The National - News

Australian fertility expert arrested in Iran for working with ‘espionage networks’

- THE NATIONAL

Iran has arrested an Australian fertility expert, accusing her of working with foreign “espionage networks” to downplay the country’s population crisis.

Dr Meimanat Hosseini-Chavoshi was detained as she was leaving Iran, the state news agency Irna said.

The University of Melbourne says Dr Hosseini-Chavoshi is working at its school of population and global health and has published widely on Iran’s once-lauded fertility and family planning policies.

A university spokesman told Australia’s Sydney Morning Herald that reports of her detention were “deeply concerning”.

On Saturday, hardline newspaper Kayhan reported the arrest of several population “activists who, under the cover of scientific activities, had infiltrate­d state bodies”.

“One person has been arrested in this regard and three or four people are being sought,” judiciary spokesman Gholamhoss­ein Ejei told news website Mizan. Mr Ejei gave no further details.

A lawyer told Irna that the woman was Dr Hosseini-Chavoshi and she did not yet have a lawyer.

Iran was once considered an internatio­nal success story in population control, bringing birth rates down from seven per woman in the 1980s to 1.66 in 2016, according to World Bank figures.

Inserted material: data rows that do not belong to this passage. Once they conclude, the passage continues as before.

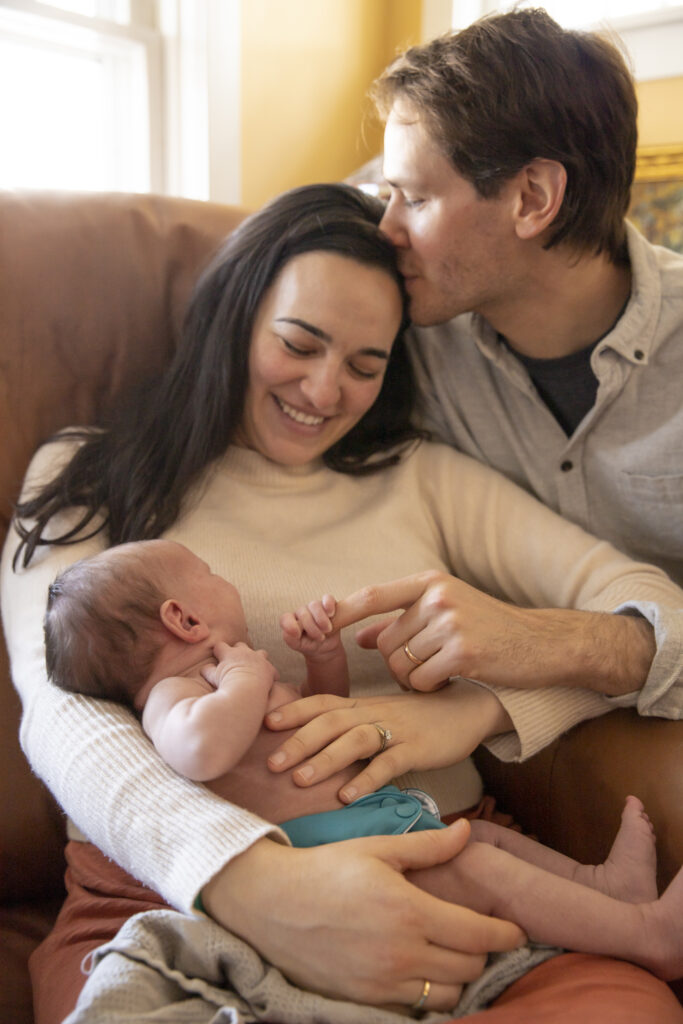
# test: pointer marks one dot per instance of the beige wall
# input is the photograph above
(660, 107)
(306, 66)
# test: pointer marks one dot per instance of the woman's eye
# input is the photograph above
(366, 375)
(296, 349)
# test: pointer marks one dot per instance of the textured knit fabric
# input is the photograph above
(283, 537)
(163, 966)
(620, 474)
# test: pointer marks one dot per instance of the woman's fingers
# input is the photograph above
(327, 748)
(299, 713)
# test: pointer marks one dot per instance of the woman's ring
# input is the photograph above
(385, 736)
(417, 1007)
(411, 656)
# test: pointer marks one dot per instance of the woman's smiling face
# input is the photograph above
(318, 352)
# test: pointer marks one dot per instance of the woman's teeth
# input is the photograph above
(294, 414)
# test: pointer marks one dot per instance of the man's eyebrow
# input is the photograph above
(305, 326)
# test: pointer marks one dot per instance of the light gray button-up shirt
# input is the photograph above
(620, 475)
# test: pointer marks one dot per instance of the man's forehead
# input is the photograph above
(411, 156)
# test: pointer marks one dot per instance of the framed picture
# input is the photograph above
(656, 198)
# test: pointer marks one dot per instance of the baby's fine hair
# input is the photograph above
(102, 630)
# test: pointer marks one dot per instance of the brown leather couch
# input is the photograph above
(92, 290)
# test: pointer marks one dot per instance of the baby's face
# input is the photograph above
(216, 600)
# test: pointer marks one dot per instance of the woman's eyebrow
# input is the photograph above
(316, 331)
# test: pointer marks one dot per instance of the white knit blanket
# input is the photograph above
(167, 968)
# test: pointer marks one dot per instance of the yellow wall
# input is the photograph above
(306, 66)
(659, 120)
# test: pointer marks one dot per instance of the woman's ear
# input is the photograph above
(541, 192)
(179, 621)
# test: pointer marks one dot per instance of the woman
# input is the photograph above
(276, 448)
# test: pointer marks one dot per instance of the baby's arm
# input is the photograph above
(309, 630)
(203, 733)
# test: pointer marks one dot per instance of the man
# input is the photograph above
(551, 340)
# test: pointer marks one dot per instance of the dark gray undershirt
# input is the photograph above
(567, 385)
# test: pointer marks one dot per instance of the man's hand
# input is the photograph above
(451, 629)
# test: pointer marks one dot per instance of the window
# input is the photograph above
(81, 88)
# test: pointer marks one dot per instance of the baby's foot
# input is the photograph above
(630, 871)
(663, 936)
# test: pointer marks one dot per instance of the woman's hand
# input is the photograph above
(341, 920)
(452, 629)
(427, 730)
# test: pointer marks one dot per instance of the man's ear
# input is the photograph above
(541, 190)
(179, 621)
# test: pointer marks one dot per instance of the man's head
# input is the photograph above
(521, 118)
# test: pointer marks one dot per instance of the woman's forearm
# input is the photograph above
(343, 921)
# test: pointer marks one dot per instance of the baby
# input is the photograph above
(150, 625)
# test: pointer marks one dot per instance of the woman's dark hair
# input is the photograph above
(136, 469)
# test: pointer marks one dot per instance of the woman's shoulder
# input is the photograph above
(51, 457)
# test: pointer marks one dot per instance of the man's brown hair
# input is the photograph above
(516, 86)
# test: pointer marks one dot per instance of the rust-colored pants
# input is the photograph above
(566, 989)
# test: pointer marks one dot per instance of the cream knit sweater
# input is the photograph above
(283, 537)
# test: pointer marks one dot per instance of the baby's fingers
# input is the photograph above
(314, 621)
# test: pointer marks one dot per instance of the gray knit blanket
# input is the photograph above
(167, 968)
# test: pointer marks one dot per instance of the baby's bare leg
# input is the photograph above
(628, 873)
(559, 911)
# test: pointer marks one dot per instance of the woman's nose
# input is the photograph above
(391, 224)
(322, 388)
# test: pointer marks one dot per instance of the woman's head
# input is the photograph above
(313, 255)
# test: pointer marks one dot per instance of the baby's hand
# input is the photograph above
(309, 630)
(240, 660)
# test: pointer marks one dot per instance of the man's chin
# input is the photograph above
(421, 316)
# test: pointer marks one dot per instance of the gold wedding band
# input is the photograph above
(385, 736)
(411, 656)
(417, 1007)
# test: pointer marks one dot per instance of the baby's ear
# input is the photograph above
(179, 620)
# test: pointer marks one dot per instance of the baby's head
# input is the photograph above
(110, 615)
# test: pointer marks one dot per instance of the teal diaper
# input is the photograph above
(388, 812)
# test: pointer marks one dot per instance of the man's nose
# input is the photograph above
(391, 224)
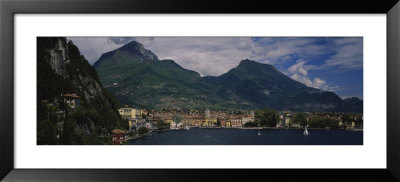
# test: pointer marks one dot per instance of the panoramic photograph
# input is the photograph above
(199, 91)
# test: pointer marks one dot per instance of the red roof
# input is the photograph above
(118, 131)
(71, 95)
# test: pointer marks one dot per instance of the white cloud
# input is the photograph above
(299, 73)
(217, 55)
(320, 84)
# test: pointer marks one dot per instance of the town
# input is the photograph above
(144, 121)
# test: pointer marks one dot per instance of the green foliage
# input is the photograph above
(266, 117)
(162, 125)
(46, 133)
(218, 122)
(143, 130)
(346, 119)
(78, 77)
(160, 84)
(300, 119)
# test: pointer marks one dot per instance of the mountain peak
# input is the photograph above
(134, 50)
(137, 49)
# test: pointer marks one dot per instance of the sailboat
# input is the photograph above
(306, 131)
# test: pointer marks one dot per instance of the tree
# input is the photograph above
(218, 122)
(267, 117)
(177, 119)
(359, 122)
(300, 119)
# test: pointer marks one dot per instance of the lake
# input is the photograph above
(232, 136)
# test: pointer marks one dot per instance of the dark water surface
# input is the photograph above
(228, 136)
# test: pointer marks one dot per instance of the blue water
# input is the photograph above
(228, 136)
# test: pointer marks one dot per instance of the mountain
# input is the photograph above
(61, 70)
(137, 77)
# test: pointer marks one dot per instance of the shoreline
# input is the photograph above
(242, 128)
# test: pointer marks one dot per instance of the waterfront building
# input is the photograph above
(130, 113)
(236, 122)
(247, 119)
(118, 136)
(72, 100)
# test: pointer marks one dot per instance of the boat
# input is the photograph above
(306, 131)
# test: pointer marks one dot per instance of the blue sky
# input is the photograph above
(328, 63)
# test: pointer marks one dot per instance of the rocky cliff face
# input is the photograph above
(61, 69)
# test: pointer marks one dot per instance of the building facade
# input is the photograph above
(118, 136)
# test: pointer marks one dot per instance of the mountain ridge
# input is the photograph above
(250, 85)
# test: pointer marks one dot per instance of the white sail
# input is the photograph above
(306, 131)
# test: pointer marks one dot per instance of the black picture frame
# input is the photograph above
(8, 8)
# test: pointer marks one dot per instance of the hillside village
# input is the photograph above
(184, 120)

Then health minister Alireza Marandi received the UN Population Award in 2000 for his family planning initiative­s.

Dr Hosseini-Chavoshi has written extensivel­y about this work, which she called the “fastest fall in fertility ever recorded”.

In 2012, supreme leader Ayatollah Ali Khamenei said it was a mistake to have continued the family planning policies of the 1990s, and called for new measures to double the population to 150 million.

Dr Hosseini-Chavoshi has dual Australian and Iranian nationalit­y and was detained by security forces in a drive against “enemy infiltrati­on elements”.

“There is evidence these individual­s are connected to western espionage networks,” Nasrollah Pejmanfar, a member of parliament’s cultural commission. Iran does not recognise dual nationalit­y.

Australia’s Department of Foreign Affairs and Trade said it was offering assistance to the family of an national “who has been detained in Iran”.

Tehran has been accused of detaining foreign nationals to extract concession­s from their countries.